Los trastornos de la alimentación en niños pequeños se manifiestan de forma distinta a los de adolescentes o adultos. Aquí no hablamos de imagen corporal, sino de desarrollo.
En muchos casos, intervienen factores como:
· Dificultades sensoriales (texturas, olores, temperaturas)
· Problemas en habilidades orales (masticación y coordinación)
· Experiencias negativas previas con la comida
· Desarrollo neurológico en proceso
· Factores emocionales o conductuales
Esto significa que no es simplemente que “no quiera”, sino que existe una causa real detrás.
Selectividad alimentaria: más que una etapa
Es común escuchar que “ya se le va a pasar”, pero cuando hablamos de selectividad alimentaria, es importante observar más allá.
Algunas señales que indican que no es solo una etapa:
· Alimentación muy limitada (menos de 10–15 alimentos)
· Rechazo constante a alimentos nuevos
· Fuerte preferencia por texturas específicas
· Estrés o conflicto en la hora de comer
Por ejemplo, un niño que solo acepta alimentos suaves o crujientes no está eligiendo por capricho, sino por cómo su cuerpo procesa esos estímulos.
El papel del sistema sensorial
Uno de los factores más importantes es el sensorial.
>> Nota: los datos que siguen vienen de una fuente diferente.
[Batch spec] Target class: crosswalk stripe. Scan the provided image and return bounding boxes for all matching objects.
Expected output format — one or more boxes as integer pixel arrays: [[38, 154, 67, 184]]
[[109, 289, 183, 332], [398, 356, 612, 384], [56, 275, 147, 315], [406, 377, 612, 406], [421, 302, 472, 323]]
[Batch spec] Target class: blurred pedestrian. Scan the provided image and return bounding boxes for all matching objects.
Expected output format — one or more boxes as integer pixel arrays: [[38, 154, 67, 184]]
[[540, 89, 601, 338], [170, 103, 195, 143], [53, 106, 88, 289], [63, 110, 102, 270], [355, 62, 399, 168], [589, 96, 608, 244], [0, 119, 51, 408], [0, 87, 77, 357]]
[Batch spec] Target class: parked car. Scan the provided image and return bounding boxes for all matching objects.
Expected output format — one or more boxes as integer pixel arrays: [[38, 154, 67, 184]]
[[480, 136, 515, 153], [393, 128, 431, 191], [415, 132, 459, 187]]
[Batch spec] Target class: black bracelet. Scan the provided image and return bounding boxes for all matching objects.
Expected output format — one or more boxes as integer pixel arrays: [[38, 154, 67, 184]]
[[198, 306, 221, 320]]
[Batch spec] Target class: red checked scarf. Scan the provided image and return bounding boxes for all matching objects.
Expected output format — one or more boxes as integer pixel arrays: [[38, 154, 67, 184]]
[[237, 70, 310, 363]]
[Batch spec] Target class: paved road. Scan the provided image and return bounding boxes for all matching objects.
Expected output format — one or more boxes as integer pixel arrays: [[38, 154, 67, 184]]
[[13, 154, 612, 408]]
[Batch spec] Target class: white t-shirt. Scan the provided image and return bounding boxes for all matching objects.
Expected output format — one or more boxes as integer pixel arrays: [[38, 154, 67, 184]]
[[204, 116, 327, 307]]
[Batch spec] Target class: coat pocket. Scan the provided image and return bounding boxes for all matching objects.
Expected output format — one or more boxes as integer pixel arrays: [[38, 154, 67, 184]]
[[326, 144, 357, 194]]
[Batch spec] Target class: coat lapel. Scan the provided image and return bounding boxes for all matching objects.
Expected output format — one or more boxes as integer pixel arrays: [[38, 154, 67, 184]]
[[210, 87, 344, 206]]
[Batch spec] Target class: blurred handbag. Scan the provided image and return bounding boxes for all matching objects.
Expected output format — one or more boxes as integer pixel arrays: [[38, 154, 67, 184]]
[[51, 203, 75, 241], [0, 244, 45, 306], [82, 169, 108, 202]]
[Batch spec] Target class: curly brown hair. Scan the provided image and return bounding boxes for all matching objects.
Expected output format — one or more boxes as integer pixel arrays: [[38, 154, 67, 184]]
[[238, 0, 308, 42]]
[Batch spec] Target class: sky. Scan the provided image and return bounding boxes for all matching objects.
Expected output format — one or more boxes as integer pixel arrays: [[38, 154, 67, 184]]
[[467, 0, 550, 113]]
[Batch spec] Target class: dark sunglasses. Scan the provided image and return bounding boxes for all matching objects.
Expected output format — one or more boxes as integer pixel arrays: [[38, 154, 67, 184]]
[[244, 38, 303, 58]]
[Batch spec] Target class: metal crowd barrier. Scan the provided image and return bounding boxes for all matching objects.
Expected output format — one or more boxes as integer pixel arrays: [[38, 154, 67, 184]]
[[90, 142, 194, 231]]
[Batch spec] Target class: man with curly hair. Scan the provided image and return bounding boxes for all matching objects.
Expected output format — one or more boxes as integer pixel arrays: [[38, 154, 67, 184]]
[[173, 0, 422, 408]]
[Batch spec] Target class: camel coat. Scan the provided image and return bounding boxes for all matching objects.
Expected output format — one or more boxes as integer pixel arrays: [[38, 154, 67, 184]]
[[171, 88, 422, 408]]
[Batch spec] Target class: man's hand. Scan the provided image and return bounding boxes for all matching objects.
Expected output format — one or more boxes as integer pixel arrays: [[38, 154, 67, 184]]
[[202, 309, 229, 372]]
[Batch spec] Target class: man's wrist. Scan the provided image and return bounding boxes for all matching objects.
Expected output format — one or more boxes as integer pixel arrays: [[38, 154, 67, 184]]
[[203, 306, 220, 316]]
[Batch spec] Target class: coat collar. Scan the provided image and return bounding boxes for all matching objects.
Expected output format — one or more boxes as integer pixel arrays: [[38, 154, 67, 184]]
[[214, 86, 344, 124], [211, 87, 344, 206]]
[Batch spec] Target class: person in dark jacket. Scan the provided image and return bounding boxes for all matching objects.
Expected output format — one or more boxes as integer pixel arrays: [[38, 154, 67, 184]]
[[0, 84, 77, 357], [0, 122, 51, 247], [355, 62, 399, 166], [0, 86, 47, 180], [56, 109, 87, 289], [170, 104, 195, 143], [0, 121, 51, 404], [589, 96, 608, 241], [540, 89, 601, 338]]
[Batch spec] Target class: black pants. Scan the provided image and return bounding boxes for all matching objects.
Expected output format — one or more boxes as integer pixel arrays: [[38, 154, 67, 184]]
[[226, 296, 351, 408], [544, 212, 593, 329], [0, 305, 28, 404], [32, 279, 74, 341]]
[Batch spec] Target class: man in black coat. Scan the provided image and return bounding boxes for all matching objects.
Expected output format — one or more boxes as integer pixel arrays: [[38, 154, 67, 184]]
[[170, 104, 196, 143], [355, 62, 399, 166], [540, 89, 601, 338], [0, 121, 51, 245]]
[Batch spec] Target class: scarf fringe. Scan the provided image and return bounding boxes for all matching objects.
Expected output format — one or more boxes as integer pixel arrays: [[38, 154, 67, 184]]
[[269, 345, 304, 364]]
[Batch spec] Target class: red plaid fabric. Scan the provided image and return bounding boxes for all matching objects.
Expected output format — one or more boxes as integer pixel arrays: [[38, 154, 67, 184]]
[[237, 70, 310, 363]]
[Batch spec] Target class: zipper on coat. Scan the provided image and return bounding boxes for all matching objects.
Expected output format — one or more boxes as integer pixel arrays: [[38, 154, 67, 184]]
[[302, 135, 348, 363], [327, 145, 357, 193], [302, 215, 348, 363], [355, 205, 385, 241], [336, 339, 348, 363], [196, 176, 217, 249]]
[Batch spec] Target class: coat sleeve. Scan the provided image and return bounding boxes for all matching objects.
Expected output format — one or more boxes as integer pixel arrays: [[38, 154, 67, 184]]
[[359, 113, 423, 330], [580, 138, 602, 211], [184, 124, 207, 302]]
El sistema nervioso interpreta cada alimento a través de su textura, olor, temperatura y apariencia.
Cuando existe hipersensibilidad sensorial, algunos alimentos pueden resultar incómodos o incluso abrumadores. Esto explica por qué ciertos niños evitan alimentos específicos sin poder expresarlo claramente.
De acuerdo con la American Occupational Therapy Association, una gran parte de los niños con dificultades alimentarias presenta desafíos en el procesamiento sensorial.
Señales de alerta
Es importante diferenciar entre una etapa normal y una dificultad que requiere atención.
Algunas señales clave:
· Rechazo persistente de alimentos o grupos completos
· Arcadas o incomodidad ante ciertas texturas
· Evita sentarse a comer o prolonga demasiado el tiempo
· Impacto en su crecimiento o desarrollo
La clave no está en una conducta aislada, sino en la repetición y constancia.
¿Por qué es importante entender la causa?
Cuando no se comprende lo que está ocurriendo, es común intentar soluciones que generan más resistencia.
Esto puede provocar:
· Estrés familiar
· Relación negativa con la comida
· Déficits nutricionales
· Dificultades en el desarrollo
Así como no se puede exigir que un niño corra sin antes aprender a caminar, tampoco puede alimentarse adecuadamente sin desarrollar las habilidades necesarias.
¿Cómo abordarlo correctamente?
El enfoque no debe centrarse en forzar, sino en acompañar.
Algunas recomendaciones:
· Evitar presión, castigos o insistencia excesiva
· Introducir alimentos de forma progresiva
· Crear un ambiente tranquilo durante la comida
· Observar sin juicio
· Buscar apoyo profesional si la situación persiste
Enfoque en Neural Guiam Feeding Lab
En Neural Guiam, entendemos que cada niño tiene un proceso único.
Por eso trabajamos con:
· Evaluación integral (sensorial, oral y conductual)
· Intervención personalizada
· Desarrollo progresivo de habilidades
· Acompañamiento a padres
El objetivo no es solo que el niño coma, sino que logre una relación segura y positiva con la alimentación.
Por eso, más allá de “lograr que coma”, es importante comprender qué está ocurriendo en su proceso y atender la causa de fondo con un enfoque adecuado.
Detrás de un niño que no come siempre hay una razón. Cuando se entiende, se puede trabajar. La alimentación es parte del desarrollo, y como cualquier otra habilidad, puede fortalecerse con el acompañamiento adecuado. Detectarlo a tiempo puede marcar una gran diferencia en su bienestar.